PTN: A Poisson Transfer Network for Semi-supervised Few-shot Learning
This work addresses the problem of effectively leveraging unlabeled data in semi-supervised few-shot learning, which is critical for researchers and practitioners dealing with limited labeled data in new classes.
This paper introduces the Poisson Transfer Network (PTN) to enhance semi-supervised few-shot learning by effectively utilizing unlabeled data. PTN employs a Poisson Merriman Bence Osher (MBO) model for stable label propagation and uses contrastive learning with unlabeled samples to transfer knowledge from base to novel classes, thereby improving embedding generality. The method achieves state-of-the-art performance on miniImageNet and tieredImageNet datasets.
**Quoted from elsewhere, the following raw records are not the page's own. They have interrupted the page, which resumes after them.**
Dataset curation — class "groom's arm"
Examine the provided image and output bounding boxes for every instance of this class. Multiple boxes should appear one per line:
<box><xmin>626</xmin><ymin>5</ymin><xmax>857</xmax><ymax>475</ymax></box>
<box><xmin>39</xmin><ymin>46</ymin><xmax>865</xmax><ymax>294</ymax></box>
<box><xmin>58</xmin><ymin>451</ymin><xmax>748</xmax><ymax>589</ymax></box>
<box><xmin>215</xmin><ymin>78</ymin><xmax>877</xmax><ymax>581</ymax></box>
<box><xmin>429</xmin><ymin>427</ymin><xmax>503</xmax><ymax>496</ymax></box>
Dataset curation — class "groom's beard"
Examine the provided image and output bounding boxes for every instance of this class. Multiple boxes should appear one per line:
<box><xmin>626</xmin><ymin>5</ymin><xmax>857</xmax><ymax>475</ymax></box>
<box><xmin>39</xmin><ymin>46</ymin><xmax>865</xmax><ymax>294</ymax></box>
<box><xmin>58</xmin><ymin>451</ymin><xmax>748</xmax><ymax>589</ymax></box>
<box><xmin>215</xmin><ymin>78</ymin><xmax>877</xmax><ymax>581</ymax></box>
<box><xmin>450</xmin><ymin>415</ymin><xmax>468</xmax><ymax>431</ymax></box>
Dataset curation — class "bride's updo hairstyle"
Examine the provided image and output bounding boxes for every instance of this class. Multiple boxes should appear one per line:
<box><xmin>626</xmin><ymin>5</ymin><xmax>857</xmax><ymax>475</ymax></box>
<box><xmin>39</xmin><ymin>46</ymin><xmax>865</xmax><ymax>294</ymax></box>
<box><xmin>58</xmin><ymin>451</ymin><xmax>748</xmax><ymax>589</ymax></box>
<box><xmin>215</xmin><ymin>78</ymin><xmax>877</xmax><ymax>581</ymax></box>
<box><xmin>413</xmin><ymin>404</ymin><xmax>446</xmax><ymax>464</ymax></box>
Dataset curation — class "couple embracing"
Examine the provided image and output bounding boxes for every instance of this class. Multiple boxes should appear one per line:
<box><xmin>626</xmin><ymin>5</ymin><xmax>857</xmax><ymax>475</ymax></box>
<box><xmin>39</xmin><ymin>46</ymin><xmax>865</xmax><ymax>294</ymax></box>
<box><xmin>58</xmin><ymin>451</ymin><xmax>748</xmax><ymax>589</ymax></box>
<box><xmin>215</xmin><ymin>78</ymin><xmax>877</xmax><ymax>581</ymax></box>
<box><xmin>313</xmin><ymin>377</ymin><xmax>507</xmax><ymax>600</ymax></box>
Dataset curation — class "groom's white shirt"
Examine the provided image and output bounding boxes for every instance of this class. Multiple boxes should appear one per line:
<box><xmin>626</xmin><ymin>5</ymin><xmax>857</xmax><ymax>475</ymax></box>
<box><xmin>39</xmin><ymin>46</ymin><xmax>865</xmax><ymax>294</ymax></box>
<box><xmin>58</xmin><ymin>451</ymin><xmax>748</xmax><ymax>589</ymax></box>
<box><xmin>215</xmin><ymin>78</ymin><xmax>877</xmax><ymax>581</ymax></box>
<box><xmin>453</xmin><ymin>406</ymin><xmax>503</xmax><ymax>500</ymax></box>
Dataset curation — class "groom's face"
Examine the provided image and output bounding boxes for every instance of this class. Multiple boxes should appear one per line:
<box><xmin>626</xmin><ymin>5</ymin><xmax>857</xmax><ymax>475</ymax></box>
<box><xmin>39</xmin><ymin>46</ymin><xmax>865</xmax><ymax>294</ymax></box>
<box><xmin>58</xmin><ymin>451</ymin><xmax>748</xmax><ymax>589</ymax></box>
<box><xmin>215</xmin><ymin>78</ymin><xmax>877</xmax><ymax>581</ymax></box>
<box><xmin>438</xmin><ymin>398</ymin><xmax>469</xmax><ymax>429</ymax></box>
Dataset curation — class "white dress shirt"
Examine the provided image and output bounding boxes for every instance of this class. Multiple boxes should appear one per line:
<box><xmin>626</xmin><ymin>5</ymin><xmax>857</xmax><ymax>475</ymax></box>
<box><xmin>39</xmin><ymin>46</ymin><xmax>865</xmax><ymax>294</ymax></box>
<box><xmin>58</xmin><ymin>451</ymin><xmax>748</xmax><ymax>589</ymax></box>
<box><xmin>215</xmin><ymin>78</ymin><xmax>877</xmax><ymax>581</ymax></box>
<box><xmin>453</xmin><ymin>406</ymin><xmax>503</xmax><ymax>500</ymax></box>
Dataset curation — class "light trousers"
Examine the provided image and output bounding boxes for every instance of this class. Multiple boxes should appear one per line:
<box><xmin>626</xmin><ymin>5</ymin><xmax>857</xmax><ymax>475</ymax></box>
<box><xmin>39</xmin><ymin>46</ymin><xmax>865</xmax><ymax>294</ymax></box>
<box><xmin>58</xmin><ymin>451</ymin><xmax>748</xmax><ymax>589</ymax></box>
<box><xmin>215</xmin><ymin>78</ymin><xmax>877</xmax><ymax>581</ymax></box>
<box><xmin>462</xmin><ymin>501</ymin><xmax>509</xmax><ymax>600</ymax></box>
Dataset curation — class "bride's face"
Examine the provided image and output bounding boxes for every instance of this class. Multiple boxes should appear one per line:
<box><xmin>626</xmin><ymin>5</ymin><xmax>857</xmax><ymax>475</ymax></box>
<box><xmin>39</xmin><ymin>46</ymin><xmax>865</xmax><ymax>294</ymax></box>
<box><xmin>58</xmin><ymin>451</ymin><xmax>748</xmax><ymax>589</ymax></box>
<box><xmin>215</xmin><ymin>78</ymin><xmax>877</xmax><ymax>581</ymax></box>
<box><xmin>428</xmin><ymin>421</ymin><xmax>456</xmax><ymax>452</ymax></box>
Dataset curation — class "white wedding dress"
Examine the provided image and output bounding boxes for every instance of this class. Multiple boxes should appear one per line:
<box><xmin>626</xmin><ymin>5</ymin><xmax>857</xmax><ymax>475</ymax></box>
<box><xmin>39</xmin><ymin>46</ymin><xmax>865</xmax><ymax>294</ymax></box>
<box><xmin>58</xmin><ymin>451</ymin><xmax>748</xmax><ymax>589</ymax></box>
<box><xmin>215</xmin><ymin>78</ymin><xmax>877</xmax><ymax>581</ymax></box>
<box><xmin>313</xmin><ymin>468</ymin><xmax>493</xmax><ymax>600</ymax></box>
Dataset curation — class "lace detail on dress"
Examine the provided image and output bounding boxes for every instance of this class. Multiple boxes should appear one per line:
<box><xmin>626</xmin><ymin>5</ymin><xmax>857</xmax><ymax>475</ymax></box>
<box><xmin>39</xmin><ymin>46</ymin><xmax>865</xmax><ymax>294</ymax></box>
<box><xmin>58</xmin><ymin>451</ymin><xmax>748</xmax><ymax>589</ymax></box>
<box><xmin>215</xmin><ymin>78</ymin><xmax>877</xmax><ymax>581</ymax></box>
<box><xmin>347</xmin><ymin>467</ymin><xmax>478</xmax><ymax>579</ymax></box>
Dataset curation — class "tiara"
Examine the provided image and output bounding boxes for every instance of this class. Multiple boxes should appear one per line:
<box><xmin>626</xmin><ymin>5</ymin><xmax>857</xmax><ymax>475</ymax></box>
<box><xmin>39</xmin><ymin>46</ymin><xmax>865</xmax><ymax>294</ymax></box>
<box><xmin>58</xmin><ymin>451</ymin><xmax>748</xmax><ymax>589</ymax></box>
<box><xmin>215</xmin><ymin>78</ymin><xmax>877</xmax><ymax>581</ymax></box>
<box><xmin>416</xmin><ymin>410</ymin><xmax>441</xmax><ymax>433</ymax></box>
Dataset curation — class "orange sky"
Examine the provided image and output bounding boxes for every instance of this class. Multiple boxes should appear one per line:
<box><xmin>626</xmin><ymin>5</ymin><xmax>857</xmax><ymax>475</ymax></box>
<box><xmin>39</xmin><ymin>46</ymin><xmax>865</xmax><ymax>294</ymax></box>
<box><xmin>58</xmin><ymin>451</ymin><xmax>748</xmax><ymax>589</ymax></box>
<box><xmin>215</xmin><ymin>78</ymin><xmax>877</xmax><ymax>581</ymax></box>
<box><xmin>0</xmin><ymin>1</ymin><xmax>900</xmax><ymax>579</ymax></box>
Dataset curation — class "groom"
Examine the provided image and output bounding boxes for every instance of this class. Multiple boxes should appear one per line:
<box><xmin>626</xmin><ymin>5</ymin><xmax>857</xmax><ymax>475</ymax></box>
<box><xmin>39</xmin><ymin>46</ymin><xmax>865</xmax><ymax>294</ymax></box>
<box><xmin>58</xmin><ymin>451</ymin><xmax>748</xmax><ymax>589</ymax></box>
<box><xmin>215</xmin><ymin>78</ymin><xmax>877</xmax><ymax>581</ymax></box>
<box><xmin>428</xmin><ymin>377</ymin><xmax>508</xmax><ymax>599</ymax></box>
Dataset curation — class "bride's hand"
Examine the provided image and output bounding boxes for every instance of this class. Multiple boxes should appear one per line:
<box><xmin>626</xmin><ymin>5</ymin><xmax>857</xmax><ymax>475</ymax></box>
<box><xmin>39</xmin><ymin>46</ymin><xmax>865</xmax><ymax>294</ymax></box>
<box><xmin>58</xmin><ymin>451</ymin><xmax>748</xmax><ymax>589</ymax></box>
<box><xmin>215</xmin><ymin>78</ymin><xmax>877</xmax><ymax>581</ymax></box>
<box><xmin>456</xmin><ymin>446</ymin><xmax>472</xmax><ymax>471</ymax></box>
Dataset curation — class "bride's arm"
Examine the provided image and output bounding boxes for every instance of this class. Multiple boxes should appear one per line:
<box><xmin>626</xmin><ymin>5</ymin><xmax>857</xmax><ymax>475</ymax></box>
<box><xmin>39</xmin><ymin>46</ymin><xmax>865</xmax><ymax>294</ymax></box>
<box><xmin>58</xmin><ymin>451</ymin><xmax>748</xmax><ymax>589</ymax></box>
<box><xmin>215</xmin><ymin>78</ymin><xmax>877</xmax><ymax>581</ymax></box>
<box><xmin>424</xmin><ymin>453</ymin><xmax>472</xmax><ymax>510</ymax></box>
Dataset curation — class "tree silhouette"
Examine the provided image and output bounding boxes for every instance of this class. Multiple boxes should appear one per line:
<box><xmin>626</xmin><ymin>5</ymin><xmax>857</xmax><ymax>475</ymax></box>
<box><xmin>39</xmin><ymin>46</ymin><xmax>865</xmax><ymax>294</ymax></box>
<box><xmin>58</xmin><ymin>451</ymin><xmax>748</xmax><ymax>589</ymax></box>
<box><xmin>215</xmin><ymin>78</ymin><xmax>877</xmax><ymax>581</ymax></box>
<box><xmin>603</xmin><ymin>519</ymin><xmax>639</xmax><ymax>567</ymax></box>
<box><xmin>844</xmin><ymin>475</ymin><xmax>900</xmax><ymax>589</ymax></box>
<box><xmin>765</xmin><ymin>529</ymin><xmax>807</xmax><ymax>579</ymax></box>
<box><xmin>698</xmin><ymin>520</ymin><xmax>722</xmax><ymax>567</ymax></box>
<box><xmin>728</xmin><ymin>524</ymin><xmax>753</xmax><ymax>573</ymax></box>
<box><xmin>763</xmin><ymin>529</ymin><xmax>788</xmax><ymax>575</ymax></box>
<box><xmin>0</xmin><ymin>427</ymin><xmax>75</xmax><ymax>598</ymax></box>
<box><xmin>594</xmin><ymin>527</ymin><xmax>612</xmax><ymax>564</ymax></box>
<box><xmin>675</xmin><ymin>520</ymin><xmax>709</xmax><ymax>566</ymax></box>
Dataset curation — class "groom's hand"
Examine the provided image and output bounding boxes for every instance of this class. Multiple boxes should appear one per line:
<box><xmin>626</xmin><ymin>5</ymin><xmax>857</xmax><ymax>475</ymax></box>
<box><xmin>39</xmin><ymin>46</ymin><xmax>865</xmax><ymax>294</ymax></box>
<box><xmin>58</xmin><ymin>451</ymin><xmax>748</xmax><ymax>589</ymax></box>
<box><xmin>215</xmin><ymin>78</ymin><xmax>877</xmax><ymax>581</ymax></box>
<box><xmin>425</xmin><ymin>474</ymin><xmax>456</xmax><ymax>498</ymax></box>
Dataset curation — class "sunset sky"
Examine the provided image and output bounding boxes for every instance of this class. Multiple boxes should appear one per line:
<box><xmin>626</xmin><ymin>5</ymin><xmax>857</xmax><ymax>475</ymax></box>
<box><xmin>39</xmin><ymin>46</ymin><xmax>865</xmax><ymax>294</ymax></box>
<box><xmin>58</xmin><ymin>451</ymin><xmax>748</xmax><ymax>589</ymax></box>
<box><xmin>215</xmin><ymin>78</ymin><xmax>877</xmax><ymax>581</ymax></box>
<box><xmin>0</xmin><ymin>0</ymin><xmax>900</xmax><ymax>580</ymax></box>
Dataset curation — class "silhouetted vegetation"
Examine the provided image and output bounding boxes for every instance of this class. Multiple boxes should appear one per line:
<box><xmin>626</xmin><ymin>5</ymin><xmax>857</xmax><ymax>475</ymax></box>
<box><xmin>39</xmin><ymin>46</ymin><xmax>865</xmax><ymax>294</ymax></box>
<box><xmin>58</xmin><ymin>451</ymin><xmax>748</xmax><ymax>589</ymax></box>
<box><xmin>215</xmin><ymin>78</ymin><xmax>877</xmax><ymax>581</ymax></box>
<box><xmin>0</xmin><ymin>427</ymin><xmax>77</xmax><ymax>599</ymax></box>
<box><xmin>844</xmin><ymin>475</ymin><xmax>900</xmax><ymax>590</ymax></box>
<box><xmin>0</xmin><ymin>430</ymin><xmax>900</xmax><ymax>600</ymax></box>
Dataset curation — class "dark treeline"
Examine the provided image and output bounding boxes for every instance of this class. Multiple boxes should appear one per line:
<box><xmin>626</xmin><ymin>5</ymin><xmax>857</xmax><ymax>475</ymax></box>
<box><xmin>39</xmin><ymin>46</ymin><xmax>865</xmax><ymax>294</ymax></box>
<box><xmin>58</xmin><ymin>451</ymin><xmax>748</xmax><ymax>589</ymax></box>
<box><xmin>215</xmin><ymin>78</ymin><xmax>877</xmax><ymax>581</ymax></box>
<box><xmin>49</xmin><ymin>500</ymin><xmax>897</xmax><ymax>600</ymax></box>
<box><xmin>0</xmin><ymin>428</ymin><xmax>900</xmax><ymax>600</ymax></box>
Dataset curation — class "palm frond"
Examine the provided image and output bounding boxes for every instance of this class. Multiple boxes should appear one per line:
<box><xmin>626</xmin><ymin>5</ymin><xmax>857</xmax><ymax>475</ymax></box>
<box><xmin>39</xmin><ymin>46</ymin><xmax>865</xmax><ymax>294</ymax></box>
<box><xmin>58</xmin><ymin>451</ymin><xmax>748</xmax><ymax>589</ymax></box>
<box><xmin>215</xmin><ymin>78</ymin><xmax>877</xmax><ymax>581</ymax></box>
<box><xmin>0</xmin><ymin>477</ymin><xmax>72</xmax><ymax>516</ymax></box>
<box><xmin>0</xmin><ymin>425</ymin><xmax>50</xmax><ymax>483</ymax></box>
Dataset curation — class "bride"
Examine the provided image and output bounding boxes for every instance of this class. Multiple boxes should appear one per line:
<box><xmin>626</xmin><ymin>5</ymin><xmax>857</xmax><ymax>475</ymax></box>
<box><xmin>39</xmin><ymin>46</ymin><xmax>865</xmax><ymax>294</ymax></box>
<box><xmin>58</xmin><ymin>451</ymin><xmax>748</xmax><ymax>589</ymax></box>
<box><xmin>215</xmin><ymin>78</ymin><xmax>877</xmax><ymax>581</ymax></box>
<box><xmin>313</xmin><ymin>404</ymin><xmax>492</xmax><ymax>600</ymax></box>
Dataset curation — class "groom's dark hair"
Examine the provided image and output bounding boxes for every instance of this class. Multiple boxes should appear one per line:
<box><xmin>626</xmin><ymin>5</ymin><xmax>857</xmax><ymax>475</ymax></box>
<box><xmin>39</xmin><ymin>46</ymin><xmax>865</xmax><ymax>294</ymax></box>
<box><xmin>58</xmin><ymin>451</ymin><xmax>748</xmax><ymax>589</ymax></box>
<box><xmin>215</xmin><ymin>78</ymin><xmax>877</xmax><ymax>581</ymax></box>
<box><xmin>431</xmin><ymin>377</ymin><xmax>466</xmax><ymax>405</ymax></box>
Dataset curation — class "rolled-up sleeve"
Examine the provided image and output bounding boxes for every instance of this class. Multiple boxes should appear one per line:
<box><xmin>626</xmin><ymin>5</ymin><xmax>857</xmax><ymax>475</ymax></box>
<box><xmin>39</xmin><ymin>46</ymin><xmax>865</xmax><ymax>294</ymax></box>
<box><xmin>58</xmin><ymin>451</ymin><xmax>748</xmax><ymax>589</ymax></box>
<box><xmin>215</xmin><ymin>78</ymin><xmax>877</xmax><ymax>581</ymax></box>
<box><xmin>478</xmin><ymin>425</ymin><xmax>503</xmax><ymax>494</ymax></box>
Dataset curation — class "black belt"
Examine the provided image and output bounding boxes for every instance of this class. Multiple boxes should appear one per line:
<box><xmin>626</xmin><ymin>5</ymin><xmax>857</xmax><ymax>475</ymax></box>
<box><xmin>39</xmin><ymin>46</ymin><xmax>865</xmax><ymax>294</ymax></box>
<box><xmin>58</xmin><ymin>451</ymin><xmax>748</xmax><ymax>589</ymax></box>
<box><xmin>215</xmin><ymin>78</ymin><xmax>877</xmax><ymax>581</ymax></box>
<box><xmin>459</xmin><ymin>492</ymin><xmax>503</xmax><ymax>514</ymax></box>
The predicament in semi-supervised few-shot learning (SSFSL) is to maximize the value of the extra unlabeled data to boost the few-shot learner. In this paper, we propose a Poisson Transfer Network (PTN) to mine the unlabeled information for SSFSL from two aspects. First, the Poisson Merriman Bence Osher (MBO) model builds a bridge for the communications between labeled and unlabeled examples. This model serves as a more stable and informative classifier than traditional graph-based SSFSL methods in the message-passing process of the labels. Second, the extra unlabeled samples are employed to transfer the knowledge from base classes to novel classes through contrastive learning. Specifically, we force the augmented positive pairs close while push the negative ones distant. Our contrastive transfer scheme implicitly learns the novel-class embeddings to alleviate the over-fitting problem on the few labeled data. Thus, we can mitigate the degeneration of embedding generality in novel classes. Extensive experiments indicate that PTN outperforms the state-of-the-art few-shot and SSFSL models on miniImageNet and tieredImageNet benchmark datasets.